We already know one thing about the 2013 Baltimore Ravens. They're going to a look a lot different on defense.
Half of their Super Bowl secondary is gone with the departures of Cary Williams and Bernard Pollard, and another member of the unit, Ed Reed, is contemplating leaving. Both inside linebackers who started the Super Bowl also are gone with the retirement of Ray Lewis and the loss of Dannell Ellerbe. Their top pass rusher of 2012, Paul Kruger, has bolted via free agency. And my guess is there will be more changes as the offseason rolls along with its eternal salary cap juggle.
Change is routine in today's NFL, but the Ravens aren't just tweaking a defense that helped them reach the pinnacle of their sport. They're pretty much tearing it apart.
Some fans are, ahem, concerned about this, to put it mildly. The local football conversation has been pretty agitated over the past week.
On a theoretical level, I get the apprehension. Why tinker with what worked? But of course, the situation isn't nearly that simple. The Ravens' tight salary cap situation forced them into some of these changes. They didn't necessarily want to undergo such a sweeping overhaul. They had no choice.
Now that it is unfolding, however, I don't understand why the renovation project is causing such concern. Even with the season's glittering final result, the Ravens defense needed some offseason attention, didn't it? Like, maybe a lot of attention.
Let's go back over the unit's 2012 performance. It ranked 17th in the league in total defense, which is yardage allowed, dropping Baltimore out of the top 10 in that category for the first time in a decade. It gave up 77 "chunk" plays of 20 or more yards, up 32 percent from 2011.
Basically, the unit sprang leaks all season, even during the playoffs, when opponents averaged a staggering 428 yards per game and generated 21 more first downs than the Ravens offense compiled.
Yes, things were better than they sometimes appeared. The Ravens allowed just 4.0 yards per rush during the season, tied for seventh-best in the league.

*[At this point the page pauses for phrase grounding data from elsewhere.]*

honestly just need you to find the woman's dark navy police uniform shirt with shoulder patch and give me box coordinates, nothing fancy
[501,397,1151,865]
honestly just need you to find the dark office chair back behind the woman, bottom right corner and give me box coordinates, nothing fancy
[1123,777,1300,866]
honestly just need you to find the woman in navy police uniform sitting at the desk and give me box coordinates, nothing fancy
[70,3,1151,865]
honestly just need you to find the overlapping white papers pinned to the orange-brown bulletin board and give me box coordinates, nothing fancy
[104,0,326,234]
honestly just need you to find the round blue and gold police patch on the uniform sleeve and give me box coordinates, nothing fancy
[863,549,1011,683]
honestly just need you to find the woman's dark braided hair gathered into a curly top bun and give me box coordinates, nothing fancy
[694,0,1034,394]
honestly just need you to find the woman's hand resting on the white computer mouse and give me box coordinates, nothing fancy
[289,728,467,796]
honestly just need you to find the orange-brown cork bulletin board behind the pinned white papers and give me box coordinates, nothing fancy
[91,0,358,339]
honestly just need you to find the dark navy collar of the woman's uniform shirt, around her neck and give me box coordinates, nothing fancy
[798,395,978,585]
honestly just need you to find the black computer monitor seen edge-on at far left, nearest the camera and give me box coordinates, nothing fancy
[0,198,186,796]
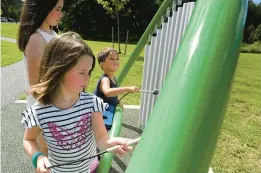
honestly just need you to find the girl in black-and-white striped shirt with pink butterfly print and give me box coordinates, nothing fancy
[22,32,132,173]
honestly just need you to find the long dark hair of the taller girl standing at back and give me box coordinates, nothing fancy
[18,0,58,51]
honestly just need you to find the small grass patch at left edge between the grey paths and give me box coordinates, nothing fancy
[1,40,22,67]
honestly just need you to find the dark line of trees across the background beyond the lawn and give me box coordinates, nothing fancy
[1,0,261,44]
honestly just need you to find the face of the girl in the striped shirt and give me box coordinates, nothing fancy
[61,55,93,94]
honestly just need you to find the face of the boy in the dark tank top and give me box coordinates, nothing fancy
[101,52,120,72]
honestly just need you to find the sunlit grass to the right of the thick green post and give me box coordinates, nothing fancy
[212,54,261,173]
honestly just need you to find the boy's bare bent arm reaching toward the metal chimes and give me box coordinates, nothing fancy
[100,77,139,97]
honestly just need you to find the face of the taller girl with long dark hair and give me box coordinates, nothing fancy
[45,0,63,26]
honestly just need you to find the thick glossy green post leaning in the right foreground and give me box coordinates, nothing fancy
[126,0,248,173]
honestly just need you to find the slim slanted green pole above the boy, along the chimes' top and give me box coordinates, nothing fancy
[117,0,173,85]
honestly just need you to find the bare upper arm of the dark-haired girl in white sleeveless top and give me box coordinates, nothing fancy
[24,32,47,86]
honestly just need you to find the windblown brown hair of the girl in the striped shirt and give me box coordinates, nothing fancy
[28,32,95,105]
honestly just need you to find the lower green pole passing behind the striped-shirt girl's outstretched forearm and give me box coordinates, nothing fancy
[97,106,122,173]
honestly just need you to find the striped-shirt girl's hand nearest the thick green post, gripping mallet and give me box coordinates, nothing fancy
[108,137,133,157]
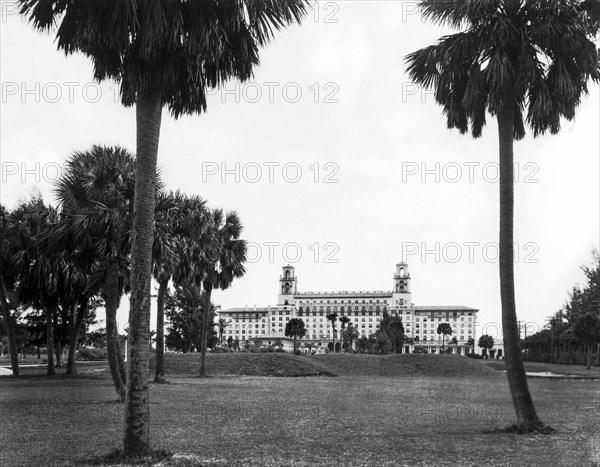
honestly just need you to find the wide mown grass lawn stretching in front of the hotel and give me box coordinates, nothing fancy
[0,355,600,466]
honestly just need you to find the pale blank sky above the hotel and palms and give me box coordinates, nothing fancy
[0,0,600,337]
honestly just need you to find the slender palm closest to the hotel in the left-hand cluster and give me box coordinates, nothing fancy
[196,209,247,377]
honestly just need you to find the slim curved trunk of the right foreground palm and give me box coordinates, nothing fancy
[498,98,542,431]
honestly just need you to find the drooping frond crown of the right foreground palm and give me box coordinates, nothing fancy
[407,0,600,139]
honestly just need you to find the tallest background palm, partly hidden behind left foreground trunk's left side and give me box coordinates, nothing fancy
[55,145,135,401]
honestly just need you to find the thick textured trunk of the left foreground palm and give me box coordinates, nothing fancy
[123,80,162,456]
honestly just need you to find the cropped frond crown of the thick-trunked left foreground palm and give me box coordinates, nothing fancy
[19,0,307,118]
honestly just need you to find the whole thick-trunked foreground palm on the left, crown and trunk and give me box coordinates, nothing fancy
[19,0,308,455]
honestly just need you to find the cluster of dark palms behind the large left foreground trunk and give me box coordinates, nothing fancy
[0,146,246,394]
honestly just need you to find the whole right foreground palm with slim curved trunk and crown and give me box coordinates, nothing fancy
[407,0,600,431]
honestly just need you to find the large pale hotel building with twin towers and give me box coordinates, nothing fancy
[217,263,478,354]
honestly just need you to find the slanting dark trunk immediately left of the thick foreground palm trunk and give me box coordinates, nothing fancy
[102,263,125,401]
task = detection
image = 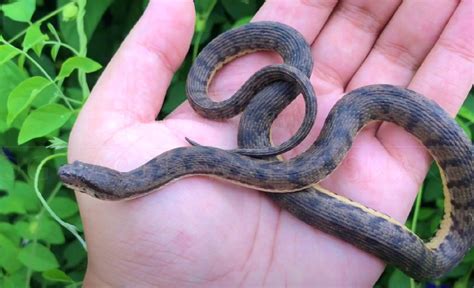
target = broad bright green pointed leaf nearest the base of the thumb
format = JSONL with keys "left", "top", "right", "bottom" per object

{"left": 18, "top": 103, "right": 72, "bottom": 145}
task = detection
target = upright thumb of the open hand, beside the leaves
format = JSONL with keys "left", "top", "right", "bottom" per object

{"left": 75, "top": 0, "right": 194, "bottom": 142}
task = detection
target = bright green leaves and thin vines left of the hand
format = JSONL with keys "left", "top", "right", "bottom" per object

{"left": 0, "top": 0, "right": 105, "bottom": 287}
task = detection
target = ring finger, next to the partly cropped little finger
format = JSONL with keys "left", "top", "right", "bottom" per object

{"left": 347, "top": 1, "right": 456, "bottom": 91}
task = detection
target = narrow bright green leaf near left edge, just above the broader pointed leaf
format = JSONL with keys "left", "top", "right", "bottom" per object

{"left": 7, "top": 76, "right": 51, "bottom": 126}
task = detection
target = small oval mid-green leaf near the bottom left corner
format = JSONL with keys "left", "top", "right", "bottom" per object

{"left": 18, "top": 243, "right": 59, "bottom": 272}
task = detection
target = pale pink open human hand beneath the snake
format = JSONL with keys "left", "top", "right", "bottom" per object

{"left": 69, "top": 0, "right": 473, "bottom": 287}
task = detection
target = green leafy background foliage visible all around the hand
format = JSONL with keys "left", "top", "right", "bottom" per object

{"left": 0, "top": 0, "right": 474, "bottom": 288}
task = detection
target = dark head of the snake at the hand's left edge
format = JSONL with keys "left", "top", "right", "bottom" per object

{"left": 58, "top": 161, "right": 121, "bottom": 200}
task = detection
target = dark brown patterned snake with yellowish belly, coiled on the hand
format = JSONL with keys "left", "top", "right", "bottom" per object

{"left": 58, "top": 21, "right": 474, "bottom": 281}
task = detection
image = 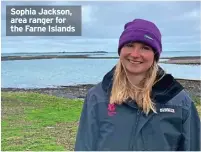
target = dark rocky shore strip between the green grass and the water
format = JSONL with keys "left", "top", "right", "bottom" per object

{"left": 1, "top": 79, "right": 201, "bottom": 99}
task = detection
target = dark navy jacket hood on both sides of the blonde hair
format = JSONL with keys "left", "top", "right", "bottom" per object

{"left": 102, "top": 66, "right": 184, "bottom": 104}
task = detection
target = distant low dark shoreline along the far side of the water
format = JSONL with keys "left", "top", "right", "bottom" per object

{"left": 1, "top": 52, "right": 201, "bottom": 65}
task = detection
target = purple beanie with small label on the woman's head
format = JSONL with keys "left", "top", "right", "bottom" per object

{"left": 118, "top": 19, "right": 162, "bottom": 61}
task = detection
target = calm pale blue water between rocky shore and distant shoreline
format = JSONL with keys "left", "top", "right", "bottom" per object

{"left": 1, "top": 59, "right": 201, "bottom": 88}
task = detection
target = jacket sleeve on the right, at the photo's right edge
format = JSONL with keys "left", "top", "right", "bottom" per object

{"left": 179, "top": 100, "right": 201, "bottom": 151}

And yes, it was a savvy unit that buckled down in the red zone, forced plenty of turnovers and came up huge in crucial moments such as the last series of the Super Bowl and the entire AFC title game.
There's little doubt a rash of major injuries had something to do with the general falloff. Several unproven players were thrust into key roles. Defensive Coordinator Dean Pees juggled lineups and combinations all season. The pieces came together just in time, for just long enough.
But stepping back and looking at the big picture, I don't think it's a bad idea at all to renovate, even on a major scale. Last year's defense generated some fine memories that will live forever, but honestly, it wasn't always that effective. Why not try some new blood going forward?
The rebuilding process has started with the signings of veteran linemen Chris Canty and Marcus Spears, who are expected to provide more ballast in the interior. You can be sure there will be more low key additions, and maybe a splashy one. Isn't that why you clear cap space, to give you room to maneuver? Meanwhile, several cornerstones of the edifice remain in place, namely Haloti Ngata and Terrell Suggs, and also possibly Reed, whose decision is expected soon.
As for who mans the other spots, the outline of the next generation is taking shape, including recent high draft picks such as Courtney Upshaw and Jimmy Smith, who will assume larger roles. Given how effectively lower-round picks such as Arthur Jones and Chykie Brown filled roles in 2012, expect more of them to squeeze into the picture. The Ravens will make a barrelful of draft picks next month – 12 at this point. Some puzzle pieces surely will emerge from that horde.
The front office hasn't flatly stated that it wants to get younger, faster and cheaper on that side of the ball, but that seems to be the course it is charting, and given the concerns and complaints the unit generated throughout 2012, right up to and through the Super Bowl, I say why not?